1. Iranian Regime Exploits Earthquake to Advance Its Conflict Against Israel and the U.S.

As the world has rushed aid to Turkiye and Syria in the aftermath of the February 6 earthquake, the Iranian regime has used earthquake relief as a pretext for expanding its activities in Syria. Alleged “aid convoys” sent by the Iranian regime and its Iraqi militia allies have arrived in Syria, but Syrian authorities have yet to reveal the actual contents of these convoys. 

The Iranian-backed Iraqi proxy militia Al Hashed was the first foreign force to enter Syria hours after the quake, publicizing their alleged aid deliveries on their social media platforms. Within days, however, the Jerusalem Post reported that Israeli security officials were concerned the alleged aid convoys were actually a cover for Iranian weapons shipments.

On February 10, a suspected Iranian Shahed-136 suicide targeted a commercial tanker owned by the Israeli billionaire Eyal Ofer as it transited the Persian Gulf.  Although Tehran rejected accusations it was behind the attack, the Iranian regime is the only plausible culprit, and the attack may have been the regime’s attempt to retaliate for the Israeli drone attack against an IRGC missile facility on January 28.

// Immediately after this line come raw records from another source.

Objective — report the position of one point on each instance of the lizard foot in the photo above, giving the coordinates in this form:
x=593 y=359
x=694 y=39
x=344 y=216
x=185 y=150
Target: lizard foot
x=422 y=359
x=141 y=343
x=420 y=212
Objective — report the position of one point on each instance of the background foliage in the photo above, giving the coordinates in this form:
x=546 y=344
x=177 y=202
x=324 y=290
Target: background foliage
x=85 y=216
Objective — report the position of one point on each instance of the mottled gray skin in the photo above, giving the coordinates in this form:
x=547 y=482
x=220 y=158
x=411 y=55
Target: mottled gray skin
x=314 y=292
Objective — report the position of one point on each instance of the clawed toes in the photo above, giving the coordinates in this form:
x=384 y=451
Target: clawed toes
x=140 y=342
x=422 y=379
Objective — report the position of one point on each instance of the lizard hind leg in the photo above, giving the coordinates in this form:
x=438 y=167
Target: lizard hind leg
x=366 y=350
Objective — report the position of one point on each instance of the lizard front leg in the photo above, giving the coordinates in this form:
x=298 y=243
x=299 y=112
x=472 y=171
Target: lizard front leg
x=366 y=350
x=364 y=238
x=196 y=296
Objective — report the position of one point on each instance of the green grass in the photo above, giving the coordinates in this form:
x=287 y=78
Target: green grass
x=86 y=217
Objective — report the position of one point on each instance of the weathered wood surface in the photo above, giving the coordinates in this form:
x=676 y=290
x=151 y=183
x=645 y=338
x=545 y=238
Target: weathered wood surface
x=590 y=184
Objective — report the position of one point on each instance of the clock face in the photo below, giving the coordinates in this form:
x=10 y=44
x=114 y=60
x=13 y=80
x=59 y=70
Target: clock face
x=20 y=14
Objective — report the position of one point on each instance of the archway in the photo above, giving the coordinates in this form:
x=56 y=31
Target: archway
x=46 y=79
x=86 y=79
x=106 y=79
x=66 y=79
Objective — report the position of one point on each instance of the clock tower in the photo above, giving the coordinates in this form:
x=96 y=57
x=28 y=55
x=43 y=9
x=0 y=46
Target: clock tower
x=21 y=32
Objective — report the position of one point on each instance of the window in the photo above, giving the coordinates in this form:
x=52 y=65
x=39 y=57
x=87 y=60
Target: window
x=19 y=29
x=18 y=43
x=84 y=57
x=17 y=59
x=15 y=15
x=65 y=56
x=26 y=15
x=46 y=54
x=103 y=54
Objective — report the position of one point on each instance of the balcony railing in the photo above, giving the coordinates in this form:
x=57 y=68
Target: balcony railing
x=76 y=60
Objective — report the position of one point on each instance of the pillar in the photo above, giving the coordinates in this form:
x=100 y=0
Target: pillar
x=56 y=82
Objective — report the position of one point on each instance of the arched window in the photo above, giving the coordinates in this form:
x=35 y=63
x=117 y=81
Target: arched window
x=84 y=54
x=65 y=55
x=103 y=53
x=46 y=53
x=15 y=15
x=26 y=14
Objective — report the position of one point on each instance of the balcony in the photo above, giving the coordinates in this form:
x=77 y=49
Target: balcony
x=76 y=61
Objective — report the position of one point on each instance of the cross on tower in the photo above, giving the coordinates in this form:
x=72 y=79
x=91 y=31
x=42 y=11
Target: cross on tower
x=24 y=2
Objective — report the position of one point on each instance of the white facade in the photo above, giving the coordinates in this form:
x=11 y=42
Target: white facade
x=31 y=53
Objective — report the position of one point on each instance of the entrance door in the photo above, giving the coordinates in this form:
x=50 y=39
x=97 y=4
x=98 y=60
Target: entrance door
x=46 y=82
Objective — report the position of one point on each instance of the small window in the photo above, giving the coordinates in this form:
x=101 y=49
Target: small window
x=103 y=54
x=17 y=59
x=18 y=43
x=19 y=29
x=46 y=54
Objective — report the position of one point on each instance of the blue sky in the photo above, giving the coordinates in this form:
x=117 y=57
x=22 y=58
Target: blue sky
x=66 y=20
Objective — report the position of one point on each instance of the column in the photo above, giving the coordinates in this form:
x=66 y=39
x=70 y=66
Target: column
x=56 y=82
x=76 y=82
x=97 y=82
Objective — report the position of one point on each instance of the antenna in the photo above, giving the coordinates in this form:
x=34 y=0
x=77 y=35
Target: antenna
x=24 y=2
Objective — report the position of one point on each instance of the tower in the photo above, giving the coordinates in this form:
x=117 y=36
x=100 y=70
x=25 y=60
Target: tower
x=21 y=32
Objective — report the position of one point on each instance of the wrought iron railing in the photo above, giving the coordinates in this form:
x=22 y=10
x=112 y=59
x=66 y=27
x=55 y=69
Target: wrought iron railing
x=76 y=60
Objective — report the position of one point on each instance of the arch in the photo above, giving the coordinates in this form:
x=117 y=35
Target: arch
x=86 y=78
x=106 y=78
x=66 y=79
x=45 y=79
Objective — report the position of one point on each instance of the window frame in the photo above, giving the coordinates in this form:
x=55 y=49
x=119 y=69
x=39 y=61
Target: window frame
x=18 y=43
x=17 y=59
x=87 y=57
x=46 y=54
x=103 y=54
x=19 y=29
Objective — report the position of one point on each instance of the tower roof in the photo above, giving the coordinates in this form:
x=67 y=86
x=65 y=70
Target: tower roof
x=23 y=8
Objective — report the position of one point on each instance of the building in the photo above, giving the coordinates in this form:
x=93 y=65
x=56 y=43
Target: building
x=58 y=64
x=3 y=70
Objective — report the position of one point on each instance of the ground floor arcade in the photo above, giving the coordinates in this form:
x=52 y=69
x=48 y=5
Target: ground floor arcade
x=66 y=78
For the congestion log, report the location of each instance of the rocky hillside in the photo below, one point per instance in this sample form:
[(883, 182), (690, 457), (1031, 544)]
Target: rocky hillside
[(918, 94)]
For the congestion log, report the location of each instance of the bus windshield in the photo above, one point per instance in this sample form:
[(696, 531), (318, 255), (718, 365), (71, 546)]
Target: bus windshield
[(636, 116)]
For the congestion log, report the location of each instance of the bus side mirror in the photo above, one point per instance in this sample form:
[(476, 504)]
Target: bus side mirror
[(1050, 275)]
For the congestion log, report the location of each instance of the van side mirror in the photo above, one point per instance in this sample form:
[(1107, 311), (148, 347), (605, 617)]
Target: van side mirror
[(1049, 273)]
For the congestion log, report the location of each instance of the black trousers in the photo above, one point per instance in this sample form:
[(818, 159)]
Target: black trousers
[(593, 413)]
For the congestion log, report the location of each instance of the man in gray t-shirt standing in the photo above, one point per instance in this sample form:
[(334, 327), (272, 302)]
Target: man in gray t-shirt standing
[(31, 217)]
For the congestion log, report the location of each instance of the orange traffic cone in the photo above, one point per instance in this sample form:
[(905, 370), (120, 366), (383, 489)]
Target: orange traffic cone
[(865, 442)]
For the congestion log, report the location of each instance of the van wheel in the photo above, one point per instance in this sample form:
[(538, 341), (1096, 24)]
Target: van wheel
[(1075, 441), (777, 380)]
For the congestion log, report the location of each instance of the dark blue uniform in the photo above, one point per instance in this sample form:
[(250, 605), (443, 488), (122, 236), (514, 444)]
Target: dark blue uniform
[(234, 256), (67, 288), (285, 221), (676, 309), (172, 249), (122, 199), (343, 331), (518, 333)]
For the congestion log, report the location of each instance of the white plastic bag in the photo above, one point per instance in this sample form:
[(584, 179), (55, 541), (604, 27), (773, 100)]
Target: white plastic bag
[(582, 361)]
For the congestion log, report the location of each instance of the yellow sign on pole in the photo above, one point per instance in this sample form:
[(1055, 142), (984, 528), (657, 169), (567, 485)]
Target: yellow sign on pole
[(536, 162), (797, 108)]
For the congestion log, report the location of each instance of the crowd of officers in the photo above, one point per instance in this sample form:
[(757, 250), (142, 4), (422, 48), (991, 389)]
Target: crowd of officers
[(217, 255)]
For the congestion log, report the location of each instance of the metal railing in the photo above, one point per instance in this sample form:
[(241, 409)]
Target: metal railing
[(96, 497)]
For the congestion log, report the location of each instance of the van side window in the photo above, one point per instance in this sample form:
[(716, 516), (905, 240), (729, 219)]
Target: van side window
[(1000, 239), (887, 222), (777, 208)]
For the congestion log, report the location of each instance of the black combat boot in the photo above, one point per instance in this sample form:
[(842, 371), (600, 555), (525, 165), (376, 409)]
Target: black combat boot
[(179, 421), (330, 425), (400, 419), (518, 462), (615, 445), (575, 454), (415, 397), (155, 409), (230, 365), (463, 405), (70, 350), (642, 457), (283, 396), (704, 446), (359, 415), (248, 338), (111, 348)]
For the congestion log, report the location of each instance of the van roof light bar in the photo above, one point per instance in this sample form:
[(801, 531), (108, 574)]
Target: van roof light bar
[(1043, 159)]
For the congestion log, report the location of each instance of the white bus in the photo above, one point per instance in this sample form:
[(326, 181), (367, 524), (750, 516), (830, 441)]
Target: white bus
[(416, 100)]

On February 14, US forces in Syria engaged and shot down an Iranian-manufactured drone that was attempting to conduct surveillance of a US military outpost in northeast Syria. A local Syrian media platform reported the Iranian drone had flown over the base for hours before being brought down. Athar Press further cited Iranian media ridiculing the counter-engagement of American forces explaining that it cost the United States thousands of dollars to bring down a $1,000 drone that was on drill exercise and achieved its mission. 

Just four days later, on February 18, a nearby U.S. outpost came under attack by two rockets that caused no U.S. casualties but fit an established pattern of IRGC-backed militia attacks against U.S. troops in the area. The Iranian-regime-associated Tasnim Agency in Iran was the first media outlet to comment on the rocket attack by condemning the US presence in Syria’s nearby Al-Omar oil field. The likely IRGC attack occurred the same day that U.S. Central Command announced a raid that killed a senior ISIS leader and left four American service members wounded in eastern Syria.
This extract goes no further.